Fayetteville pastor's 'Don't Go To Church' message angers some
Posted March 28, 2012 5:04 p.m. EDT
Updated March 29, 2012 8:17 a.m. EDT
Fayetteville, N.C. — “Don’t Go To Church” – the words are blunt and meant to spark a reaction. The controversial message has been popping up all over Fayetteville – on newspaper ads, billboards, T-shirts and online – but the message has a hidden meaning, those responsible say.
“I’ve worn the T-shirt. I’ve had people telling us we’re going to hell,” said Jeff Isenhour, pastor of Arran Lake Baptist Church. “Church is not a place you go. Church ought to be who we are.”
Isenhour says his congregation is trying to reach out to those with no church home.

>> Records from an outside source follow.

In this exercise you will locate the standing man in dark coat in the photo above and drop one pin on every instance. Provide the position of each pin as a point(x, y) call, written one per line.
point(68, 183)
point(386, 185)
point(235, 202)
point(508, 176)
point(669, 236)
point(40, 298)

Instead of going to traditional church on Easter Sunday, they are asking people to come to J.P. Riddle Stadium for a non-traditional service.
Those who go to the event "won't feel out of place. No one will be judging what you're wearing, shaking your hand with a plastic smile or telling you how good it is to finally see you again," according to a video posted on the group's site, DontGoToChurch.org.
The website features a montage of people, including a single mother and a tattooed man, expressing disillusionment with church. The video says 85 percent of Fayetteville residents don't attend church regularly and that 100 percent have a very good reason.
“Do I have to go to a big building to sing 100-year-old songs?” one woman asks.
“Every pastor in this town has heard the same reasons for un-churched people, and we’re just voicing the reasons we’ve heard,” Isenhour said.
Another Baptist pastor, who asked not to be identified, said the message is deceptive and uses a bait-and-switch tactic.
“It might be misleading to people who go to church and think they’re going to something else,” Isenhour said. “But people who don’t go to church, I don’t think it’s misleading.
“We’re not trying to reach church people, we’re trying to reach people who don’t go to church,” he said.